アイデアの重大な欠陥を照らし出す

アイデアを初期段階で検証できるデータを生み出す方法を考えるには創造性が必要だ。一例をあげると、わがイノサイト社は、消費者に彼らの気分や居場所によってカスタマイズされたコンテンツを届ける新サービスを検討していた携帯機器会社に、アドバイスを提供したことがある。
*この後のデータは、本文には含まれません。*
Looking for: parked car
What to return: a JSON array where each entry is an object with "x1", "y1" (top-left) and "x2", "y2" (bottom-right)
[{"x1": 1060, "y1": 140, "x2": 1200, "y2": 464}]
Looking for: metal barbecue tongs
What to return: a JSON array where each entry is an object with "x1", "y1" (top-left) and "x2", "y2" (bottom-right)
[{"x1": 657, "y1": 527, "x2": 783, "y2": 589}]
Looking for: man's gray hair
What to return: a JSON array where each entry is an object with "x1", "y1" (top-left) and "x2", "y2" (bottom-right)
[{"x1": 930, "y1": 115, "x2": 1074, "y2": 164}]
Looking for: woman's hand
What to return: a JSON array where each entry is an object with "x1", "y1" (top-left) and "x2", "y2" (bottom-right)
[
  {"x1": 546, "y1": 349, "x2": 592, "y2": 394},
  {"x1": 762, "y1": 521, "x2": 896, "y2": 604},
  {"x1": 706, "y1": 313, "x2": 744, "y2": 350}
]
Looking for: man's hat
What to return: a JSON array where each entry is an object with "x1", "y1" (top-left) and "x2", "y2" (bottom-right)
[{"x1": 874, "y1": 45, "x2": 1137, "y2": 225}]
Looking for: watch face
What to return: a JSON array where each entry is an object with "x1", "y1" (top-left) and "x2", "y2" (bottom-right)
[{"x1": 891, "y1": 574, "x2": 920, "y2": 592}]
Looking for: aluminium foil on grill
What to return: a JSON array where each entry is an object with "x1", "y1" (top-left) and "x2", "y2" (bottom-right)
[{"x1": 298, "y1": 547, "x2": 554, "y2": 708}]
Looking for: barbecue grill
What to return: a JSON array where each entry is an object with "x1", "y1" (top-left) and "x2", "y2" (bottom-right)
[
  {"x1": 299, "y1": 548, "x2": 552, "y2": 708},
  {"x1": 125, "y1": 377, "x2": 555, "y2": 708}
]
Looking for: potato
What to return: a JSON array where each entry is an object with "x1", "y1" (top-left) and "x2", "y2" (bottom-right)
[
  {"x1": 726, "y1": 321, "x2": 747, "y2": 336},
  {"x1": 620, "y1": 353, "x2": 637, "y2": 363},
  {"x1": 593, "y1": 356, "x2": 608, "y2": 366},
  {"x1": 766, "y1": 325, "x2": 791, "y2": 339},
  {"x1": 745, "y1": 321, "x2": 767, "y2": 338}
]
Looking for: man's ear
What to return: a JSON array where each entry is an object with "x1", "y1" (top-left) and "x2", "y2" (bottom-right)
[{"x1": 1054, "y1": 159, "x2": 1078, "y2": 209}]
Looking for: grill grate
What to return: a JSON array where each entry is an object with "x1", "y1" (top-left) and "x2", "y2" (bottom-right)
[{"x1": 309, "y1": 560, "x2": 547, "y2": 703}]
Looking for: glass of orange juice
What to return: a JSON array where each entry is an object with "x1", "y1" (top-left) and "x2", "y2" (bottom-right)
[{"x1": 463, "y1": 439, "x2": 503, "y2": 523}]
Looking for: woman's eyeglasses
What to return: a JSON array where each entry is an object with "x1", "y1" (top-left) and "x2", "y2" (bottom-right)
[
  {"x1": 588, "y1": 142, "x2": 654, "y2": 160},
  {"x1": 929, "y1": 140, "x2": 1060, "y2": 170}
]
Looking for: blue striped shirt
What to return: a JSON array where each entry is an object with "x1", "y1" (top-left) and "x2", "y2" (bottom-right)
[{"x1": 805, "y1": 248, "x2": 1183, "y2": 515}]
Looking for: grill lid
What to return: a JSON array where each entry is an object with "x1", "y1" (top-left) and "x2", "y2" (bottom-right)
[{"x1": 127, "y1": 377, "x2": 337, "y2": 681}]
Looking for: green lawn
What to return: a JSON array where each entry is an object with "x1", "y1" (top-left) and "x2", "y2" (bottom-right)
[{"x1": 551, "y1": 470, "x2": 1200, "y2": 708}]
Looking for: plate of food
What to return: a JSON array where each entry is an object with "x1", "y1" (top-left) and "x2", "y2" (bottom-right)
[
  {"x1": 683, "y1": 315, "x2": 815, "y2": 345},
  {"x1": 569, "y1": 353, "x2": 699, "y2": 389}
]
問題は「そのサービスをカネを払って利用したいと思う消費者がいるか?」だった。

そこでわれわれはまず、クラウドソーシング・サービスのイーランスで第三者のデザイナーを見つけ、彼らと協力してインターフェースの外観模型を構築するとともに、そのサービスの仕組みを説明する2分間のアニメーション・ビデオを制作した。

その後、顧客に模型とビデオを見せ、最後に顧客にこのアイデアのベータテストに最初に参加するユーザーになりませんかと呼びかけた。参加者は自分のクレジットカードの番号をわれわれに教える必要があり、テストが始まった時点で5ドル課金されることになると、われわれは彼らに説明した。実際には彼らから料金をとるつもりはなく、重要な個人情報を明かすほどこのサービスに関心を持つ顧客がどれくらいいるかを知りたかったのだ。かなりの数の顧客が喜んでカード番号を教えたとき、われわれは自分たちが正しい方向に進んでいることを確信した。
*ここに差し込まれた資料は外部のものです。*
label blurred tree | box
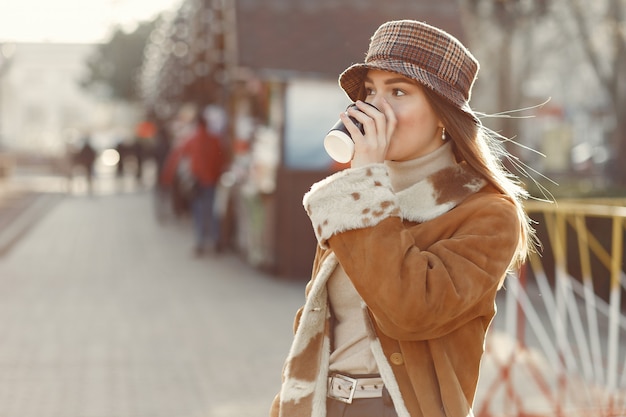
[80,20,157,102]
[460,0,551,147]
[562,0,626,186]
[463,0,626,187]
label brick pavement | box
[0,190,305,417]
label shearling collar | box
[396,161,486,223]
[303,162,486,249]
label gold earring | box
[441,127,446,141]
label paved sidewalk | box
[0,188,63,257]
[0,190,305,417]
[0,174,613,417]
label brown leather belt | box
[327,374,384,404]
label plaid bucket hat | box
[339,20,480,120]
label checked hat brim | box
[338,20,481,124]
[339,59,477,122]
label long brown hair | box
[422,87,536,269]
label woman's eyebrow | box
[364,76,417,86]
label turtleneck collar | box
[385,142,456,192]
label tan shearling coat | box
[271,162,521,417]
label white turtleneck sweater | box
[328,142,456,376]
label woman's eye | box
[393,88,405,96]
[365,87,375,96]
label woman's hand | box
[340,99,397,168]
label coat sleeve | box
[303,164,521,341]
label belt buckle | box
[328,374,357,404]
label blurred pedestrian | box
[153,122,172,223]
[178,113,224,256]
[115,140,127,178]
[76,136,96,195]
[62,141,77,194]
[271,20,536,417]
[134,120,157,184]
[132,139,145,183]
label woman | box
[271,20,535,417]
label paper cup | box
[324,129,355,163]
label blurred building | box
[140,0,466,278]
[0,43,140,157]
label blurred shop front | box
[224,75,349,279]
[139,0,466,280]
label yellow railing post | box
[607,216,623,394]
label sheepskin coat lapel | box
[271,161,518,417]
[304,163,485,249]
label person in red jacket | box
[179,114,224,256]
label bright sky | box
[0,0,182,43]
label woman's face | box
[363,69,444,161]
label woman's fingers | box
[339,112,363,139]
[347,100,389,166]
この種の実験のきわめて重要な効用の1つは、多額の投資という誤りを犯す前に、アイデアの重大な欠陥を照らし出してくれることだ。1つの具体的な実験の結果は、膨大な量の過去の市場データに勝るとも劣らない価値があるのである。

ある教育会社が新しい教員採用方法のアイデアを持っていた。学校側も教員志願者の側も、教える能力や対人スキルを見るには履歴書はあまりよい方法ではないと、長年不満を訴えていた。では、教員志願者が作成した自分の仕事ぶりを見せる短いビデオクリップを学校が閲覧できるようにするサービスを提供してはどうだろうとその会社は考えた。教員志願者たちも学校もそのコンセプトを理屈のうえでは歓迎した。

同社は、実際の志願者たちに実際にビデオをつくってもらうために、少数の教員養成大学とオンライン・フォーラムでそのサービスを宣伝した。が、誰も関心を示さない。そこで、同社はビデオをつくって登録してくれた人には100ドル支払うというオファーまでした。それでも、誰も関心を示さなかった。

彼らはビデオを通じて自分を売り込むというコンセプトは気に入ったが、実際には、自分がどのような印象を与えるか不安だったのだ。